Capital discipline, policy, and supply chains
The sector has shifted from a period of rapid capital deployment to one in which investors, lenders, and corporate boards are demanding clearer evidence of project-level and portfolio-level returns. Higher costs of capital, more selective equity markets, and inflation in critical components have tightened the economics of projects that were straightforward to finance only a few years ago. Industrial policy, trade measures, and supply chain decisions have at the same time become increasingly central to commercial outcomes. Geopolitical realignment and the renewed focus on energy independence are reshaping policy frameworks across major markets, with manufacturing incentives, regional sourcing requirements, and the management of dependencies on critical components and materials shaping both project economics and longer-term competitive positioning.
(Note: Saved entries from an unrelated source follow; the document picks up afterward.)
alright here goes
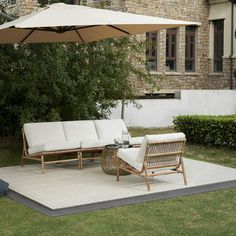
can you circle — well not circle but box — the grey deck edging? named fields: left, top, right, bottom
left=7, top=179, right=236, bottom=217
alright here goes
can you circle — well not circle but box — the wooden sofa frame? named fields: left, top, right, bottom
left=117, top=139, right=187, bottom=191
left=21, top=129, right=103, bottom=174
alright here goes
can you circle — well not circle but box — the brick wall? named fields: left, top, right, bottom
left=4, top=0, right=235, bottom=90
left=17, top=0, right=37, bottom=16
left=120, top=0, right=214, bottom=92
left=4, top=0, right=37, bottom=16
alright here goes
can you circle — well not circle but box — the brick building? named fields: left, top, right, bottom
left=2, top=0, right=236, bottom=92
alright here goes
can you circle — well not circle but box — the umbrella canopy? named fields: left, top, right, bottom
left=0, top=3, right=200, bottom=44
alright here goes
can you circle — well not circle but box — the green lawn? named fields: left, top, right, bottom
left=0, top=128, right=236, bottom=236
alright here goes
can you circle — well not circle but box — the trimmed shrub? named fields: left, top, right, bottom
left=173, top=115, right=236, bottom=147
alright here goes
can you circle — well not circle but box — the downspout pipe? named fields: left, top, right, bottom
left=229, top=0, right=236, bottom=89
Organizations that integrate policy, supply chain, and capital allocation into a coherent strategy, rather than treating them as separate inputs, are positioning themselves more effectively for the next phase of the market.
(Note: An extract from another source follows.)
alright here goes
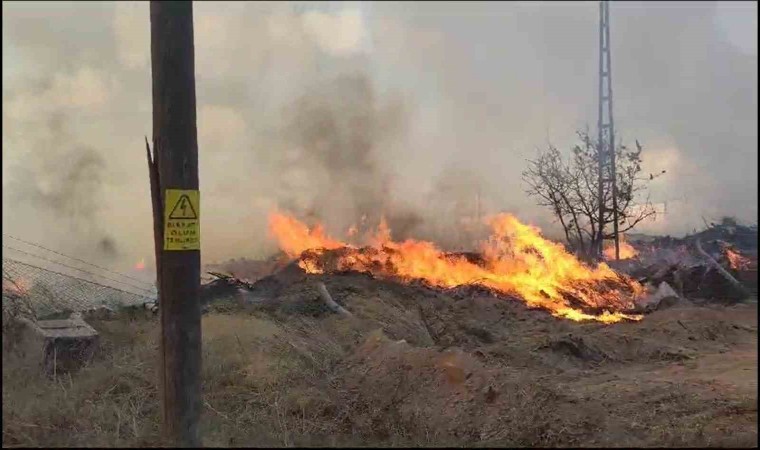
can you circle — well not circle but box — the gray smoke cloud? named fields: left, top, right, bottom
left=2, top=1, right=757, bottom=273
left=272, top=72, right=405, bottom=234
Talent, leadership, and what this means for our work
The renewable energy sector demands a leadership profile that has evolved meaningfully from the one required during the rapid-growth phase of the past decade. Executives need to combine deep technical and commercial understanding of specific technologies with the capital discipline, operational rigor, and stakeholder management capabilities that large infrastructure businesses require. Talent is contested not only within the sector but also with adjacent industries including traditional utilities, oil and gas, infrastructure funds, and increasingly the technology sector, which has become a major direct buyer of renewable power. The challenge is further shaped by the need to lead in markets that differ substantially in policy environment, grid maturity, and commercial structure.
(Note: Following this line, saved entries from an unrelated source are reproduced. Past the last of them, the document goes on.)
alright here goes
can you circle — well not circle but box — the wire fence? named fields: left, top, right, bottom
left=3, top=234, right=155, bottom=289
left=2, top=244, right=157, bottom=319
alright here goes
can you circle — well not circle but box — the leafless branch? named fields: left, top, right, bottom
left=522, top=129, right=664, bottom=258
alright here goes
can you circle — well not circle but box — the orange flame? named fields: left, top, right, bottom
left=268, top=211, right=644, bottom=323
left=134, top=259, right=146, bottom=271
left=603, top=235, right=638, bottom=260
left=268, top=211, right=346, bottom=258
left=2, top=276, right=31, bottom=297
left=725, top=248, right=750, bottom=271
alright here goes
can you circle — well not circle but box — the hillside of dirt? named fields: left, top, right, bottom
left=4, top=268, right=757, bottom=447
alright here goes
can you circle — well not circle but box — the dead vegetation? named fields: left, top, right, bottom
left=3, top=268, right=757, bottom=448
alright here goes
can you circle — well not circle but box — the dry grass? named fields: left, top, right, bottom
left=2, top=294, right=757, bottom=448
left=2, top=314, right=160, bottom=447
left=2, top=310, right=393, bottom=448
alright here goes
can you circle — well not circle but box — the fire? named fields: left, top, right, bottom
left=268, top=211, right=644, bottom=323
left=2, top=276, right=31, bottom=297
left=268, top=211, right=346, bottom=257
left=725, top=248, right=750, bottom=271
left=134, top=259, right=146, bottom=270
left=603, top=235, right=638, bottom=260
This is where LAG delivers. We connect developers, utilities, independent power producers, equipment manufacturers, and investors with leaders who have a proven track record in developing, building, and operating renewable energy assets at scale, managing complex supply chains, and delivering returns in a more demanding capital environment. When traditional sector talent pools fall short, we look across adjacent industries including utilities, oil and gas, infrastructure, and industrial sectors to find individuals with the right mindset and transferable capabilities. We assess not just experience, but the ability to set strategy, build teams, and execute under pressure. Our approach centers on proven leadership, operational excellence, and cultural fit. No fixation on titles. Only impact.
Outlook
The long-term direction of the renewable energy sector is well established. What is changing is the standard of execution required to succeed within it. The next phase will be defined less by the pace of new development and more by the quality of project selection, operational performance, and capital allocation. The organizations that lead through this phase will be those that combine technological understanding with financial discipline, operational excellence, and the capacity to work effectively with regulators, grid operators, and the communities in which they operate. The lever, as always, is human capability.